1986 – Videotapes are released showing Titanic’s sunken remains. Marine geologist Robert Ballard discovered the Titanic wreckage 350 miles southeast of Newfoundland, 13,000 feet down on the ocean floor. Watch a video of a 2004 dive on the wreckage.



2015 – PayPal, an online payment system, is spun off from eBay as a separate publicly traded company on the NASDAQ.


July 19

1848 – The first U.S. women’s rights convention is held in Seneca Falls, New York, to “discuss women’s social, civil, and religious condition, and rights of women.” Nearly 300 people attended the 2-day convention. Organizers included Lucretia Mott and Elizabeth Cady Stanton.

1899 – New York City newspaper boys revolt when Joseph Pulitzer and William Randolph Hearst raised the price they charged the boys to sell bundles of 100 newspapers from 50 to 60 cents. The children, boys and girls, stood their ground until the newspaper moguls backed down 2 weeks later.

1945 – The USS submarine Cod saves 56 sailors from the sinking Dutch sub O-19 in the only international sub-to-sub rescue in history. After being mothballed, recommissioned, and decommissioned, the USS Cod opened for public tours in 1976 and was designated a National Historic Landmark in 1986. It is now docked in Lake Erie at Cleveland, Ohio. Watch part of the rescue.



1993 – President Clinton fires FBI Director William Sessions after he was accused of using an FBI plane to visit his family. Sessions, a Republican, was appointed by President Reagan.

2017 – A 16-year-old victim of serial killer John Wayne Gacy is identified by DNA 41 years after his remains were discovered under Gacy’s house. Jimmy Haakenson was one of 33 murder victims. Of the six who remain unidentified, another victim, Francis Wayne Alexander, was identified by DNA and forensic genealogy in 2021. Police are still trying to identify the other five victims through DNA.


July 20

1881 – Sioux Indian Chief Sitting Bull, a fugitive since the 1876 Battle of Little Big Horn, surrenders to federal troops and is forced onto a reservation. He was shot and killed in 1890 while being arrested by U.S. government and Indian agents who feared he would lead an uprising.
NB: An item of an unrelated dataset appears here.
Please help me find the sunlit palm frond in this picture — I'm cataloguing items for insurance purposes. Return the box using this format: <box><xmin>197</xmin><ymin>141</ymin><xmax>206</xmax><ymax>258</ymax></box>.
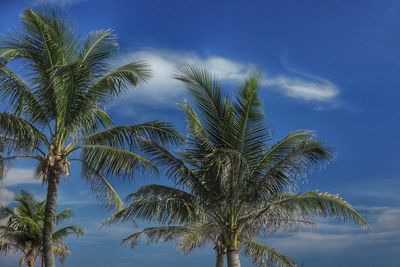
<box><xmin>82</xmin><ymin>145</ymin><xmax>157</xmax><ymax>177</ymax></box>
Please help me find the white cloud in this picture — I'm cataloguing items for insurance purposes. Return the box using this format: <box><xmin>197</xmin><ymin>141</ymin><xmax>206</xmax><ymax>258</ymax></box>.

1917 – The World War I draft lottery is held. Number 258 was the first number drawn.

1940 – Billboard publishes the first ranking of record singles. Tommy Dorsey scored the first #1 single with “I’ll Never Smile Again.” The song, featuring vocals by Frank Sinatra, stayed #1 for 12 weeks.

1942 – The first detachment of the Women’s Army Auxiliary Corps (WAACs) begins basic training at Fort Des Moines, Iowa. There were 440 officer candidates (average age 30) and 125 enlisted women (average age 24).
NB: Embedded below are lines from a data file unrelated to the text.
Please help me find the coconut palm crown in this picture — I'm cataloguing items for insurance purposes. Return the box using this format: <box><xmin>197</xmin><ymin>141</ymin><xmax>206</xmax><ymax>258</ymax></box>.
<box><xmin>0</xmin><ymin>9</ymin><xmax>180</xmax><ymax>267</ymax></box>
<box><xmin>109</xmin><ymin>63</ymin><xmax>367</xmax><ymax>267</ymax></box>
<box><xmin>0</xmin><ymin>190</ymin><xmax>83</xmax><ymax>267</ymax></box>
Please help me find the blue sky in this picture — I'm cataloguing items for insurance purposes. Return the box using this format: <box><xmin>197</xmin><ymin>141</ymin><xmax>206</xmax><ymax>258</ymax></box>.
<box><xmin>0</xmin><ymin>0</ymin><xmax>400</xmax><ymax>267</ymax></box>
1969 – Neil Armstrong and Edwin “Buzz” Aldrin, Jr. aboard Apollo 11 (The Eagle) become the first men to land on the moon. Michael Collins remained in lunar orbit aboard the command spacecraft. Watch the Eagle land.
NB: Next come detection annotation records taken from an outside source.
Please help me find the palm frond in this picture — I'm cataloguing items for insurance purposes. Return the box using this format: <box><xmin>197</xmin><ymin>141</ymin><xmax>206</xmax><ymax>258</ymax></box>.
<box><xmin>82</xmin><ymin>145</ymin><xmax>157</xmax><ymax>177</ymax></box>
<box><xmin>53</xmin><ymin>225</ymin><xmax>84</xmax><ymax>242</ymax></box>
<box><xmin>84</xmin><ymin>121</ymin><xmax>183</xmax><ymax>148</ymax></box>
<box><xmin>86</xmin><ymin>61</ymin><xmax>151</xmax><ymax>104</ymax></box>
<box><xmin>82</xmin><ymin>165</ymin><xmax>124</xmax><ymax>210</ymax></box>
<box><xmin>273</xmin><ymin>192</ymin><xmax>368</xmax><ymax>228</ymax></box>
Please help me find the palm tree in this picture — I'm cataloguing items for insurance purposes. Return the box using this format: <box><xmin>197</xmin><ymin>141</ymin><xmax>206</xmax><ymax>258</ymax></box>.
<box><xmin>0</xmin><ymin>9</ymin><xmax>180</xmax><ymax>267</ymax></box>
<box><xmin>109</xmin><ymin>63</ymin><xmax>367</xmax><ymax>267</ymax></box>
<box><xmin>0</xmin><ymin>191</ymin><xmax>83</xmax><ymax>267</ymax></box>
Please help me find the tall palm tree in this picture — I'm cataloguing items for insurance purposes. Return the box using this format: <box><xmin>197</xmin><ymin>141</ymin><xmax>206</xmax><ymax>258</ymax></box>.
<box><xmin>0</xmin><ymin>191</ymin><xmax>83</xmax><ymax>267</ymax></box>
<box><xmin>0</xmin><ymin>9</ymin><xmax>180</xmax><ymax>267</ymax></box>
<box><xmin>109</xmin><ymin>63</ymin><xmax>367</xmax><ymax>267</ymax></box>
1976 – Hank Aaron hits home run #755, his final major league homer, off Angels’ pitcher Dick Drago. Babe Ruth set the home run record at 714 in 1927. Aaron played his last game on October 3rd and was inducted into Baseball’s Hall of Fame in 1982. Hammerin’ Hank died in 2021 at age 86.

2012 – Twelve people are killed and 70 injured after a gunman opens fire at a movie theater in Aurora, Colorado. James Eagan Holmes was convicted of murder and given 12 life sentences plus 3,318 years for attempted murder.